1 min read3 Levels of Value

by Guy Gage | July 15, 2018 | Business

Early in your career, you were focused on learning the technical part of your job. You learned it by performing a service. Check lists, work papers and review notes made it possible for you to become competent to provide a service. Your work has value.

Then you discovered that the knowledge and experience you gained gives you the ability to solve problems. When your clients need more than the prescribed procedures associated with the service, you find that you can take what you know and apply it to a problem to solve it. Your work has greater value.

For too many, they believe that solving problems is the pinnacle. No offense, but all your competitors solve problems too and are as good or better than you are. Even though you are esteemed in your firm and with your clients, it’s not enough. There is another level of value.

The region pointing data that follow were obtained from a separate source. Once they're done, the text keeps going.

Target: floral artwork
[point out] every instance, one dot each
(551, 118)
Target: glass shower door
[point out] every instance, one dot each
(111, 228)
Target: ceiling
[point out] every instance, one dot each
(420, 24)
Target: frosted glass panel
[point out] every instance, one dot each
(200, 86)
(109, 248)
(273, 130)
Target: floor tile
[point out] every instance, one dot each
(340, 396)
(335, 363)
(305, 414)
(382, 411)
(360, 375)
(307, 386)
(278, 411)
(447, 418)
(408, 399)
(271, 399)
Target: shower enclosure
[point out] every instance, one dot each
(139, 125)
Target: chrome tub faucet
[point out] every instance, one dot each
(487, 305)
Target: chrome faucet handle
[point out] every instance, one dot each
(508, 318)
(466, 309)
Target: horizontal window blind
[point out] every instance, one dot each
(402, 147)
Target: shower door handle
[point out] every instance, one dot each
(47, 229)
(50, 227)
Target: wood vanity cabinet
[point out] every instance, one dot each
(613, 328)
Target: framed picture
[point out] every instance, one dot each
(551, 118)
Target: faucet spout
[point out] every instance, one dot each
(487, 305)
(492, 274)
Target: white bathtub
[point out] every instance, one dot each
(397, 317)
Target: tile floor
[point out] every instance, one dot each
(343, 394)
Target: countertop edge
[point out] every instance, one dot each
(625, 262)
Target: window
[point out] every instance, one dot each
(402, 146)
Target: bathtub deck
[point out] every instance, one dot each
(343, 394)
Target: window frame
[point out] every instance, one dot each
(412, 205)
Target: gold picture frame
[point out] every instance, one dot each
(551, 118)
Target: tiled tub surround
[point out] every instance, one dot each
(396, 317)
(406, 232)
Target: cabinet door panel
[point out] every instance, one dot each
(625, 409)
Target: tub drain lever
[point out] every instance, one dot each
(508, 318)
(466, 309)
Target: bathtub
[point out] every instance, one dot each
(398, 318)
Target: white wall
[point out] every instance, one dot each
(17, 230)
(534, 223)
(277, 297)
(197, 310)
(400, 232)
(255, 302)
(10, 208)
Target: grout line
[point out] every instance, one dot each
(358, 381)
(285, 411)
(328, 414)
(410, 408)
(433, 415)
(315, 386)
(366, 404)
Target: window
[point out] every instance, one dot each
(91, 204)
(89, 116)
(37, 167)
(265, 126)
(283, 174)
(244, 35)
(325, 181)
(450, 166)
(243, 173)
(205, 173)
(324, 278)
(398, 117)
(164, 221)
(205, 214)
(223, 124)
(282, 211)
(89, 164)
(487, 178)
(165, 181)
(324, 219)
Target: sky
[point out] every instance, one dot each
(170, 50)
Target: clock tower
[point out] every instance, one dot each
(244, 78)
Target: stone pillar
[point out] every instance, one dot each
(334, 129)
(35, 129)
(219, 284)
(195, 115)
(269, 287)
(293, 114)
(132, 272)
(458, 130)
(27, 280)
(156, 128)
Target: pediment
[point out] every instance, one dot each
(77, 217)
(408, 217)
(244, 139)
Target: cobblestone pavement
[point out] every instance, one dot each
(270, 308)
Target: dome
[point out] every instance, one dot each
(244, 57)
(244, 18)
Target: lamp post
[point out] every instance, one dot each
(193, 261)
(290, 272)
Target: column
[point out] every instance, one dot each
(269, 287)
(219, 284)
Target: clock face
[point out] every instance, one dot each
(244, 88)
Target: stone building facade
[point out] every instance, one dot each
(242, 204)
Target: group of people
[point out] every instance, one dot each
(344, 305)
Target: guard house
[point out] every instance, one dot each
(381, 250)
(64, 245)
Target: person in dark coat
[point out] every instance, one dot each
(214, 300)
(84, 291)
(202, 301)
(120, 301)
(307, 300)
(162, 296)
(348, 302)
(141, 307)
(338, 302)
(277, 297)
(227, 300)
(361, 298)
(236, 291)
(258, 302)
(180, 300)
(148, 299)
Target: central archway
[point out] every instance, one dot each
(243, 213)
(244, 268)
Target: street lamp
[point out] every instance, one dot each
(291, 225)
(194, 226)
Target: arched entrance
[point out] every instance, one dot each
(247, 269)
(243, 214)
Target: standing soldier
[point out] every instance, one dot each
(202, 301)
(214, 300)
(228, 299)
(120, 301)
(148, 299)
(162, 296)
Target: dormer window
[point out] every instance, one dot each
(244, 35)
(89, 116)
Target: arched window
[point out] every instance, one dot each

The third level is where you take a step back to get a big picture view of the situation and see what is going on to produce the problems in the first place. You examine how a problem came to be, what it’s related to, who it involves, why it persists or repeats and the inputs that sustain the it. When you apply that level of thinking, you enter into new territory. It’s more than solving problems using your technical competence—it’s getting to the root of the problems. Now your work has the greatest value.

Solution contributions are what your clients want. There is no fee resistance. They involve you in the important discussions. They are receptive to your recommendations. This should occupy your thinking about your clients; not how you’re going to get their compliance work done.

This week, engage at least one of your clients in a highest-level-of-value conversation and see for yourself how much they appreciate it. If you do, you will always have a job because clients will seek you out.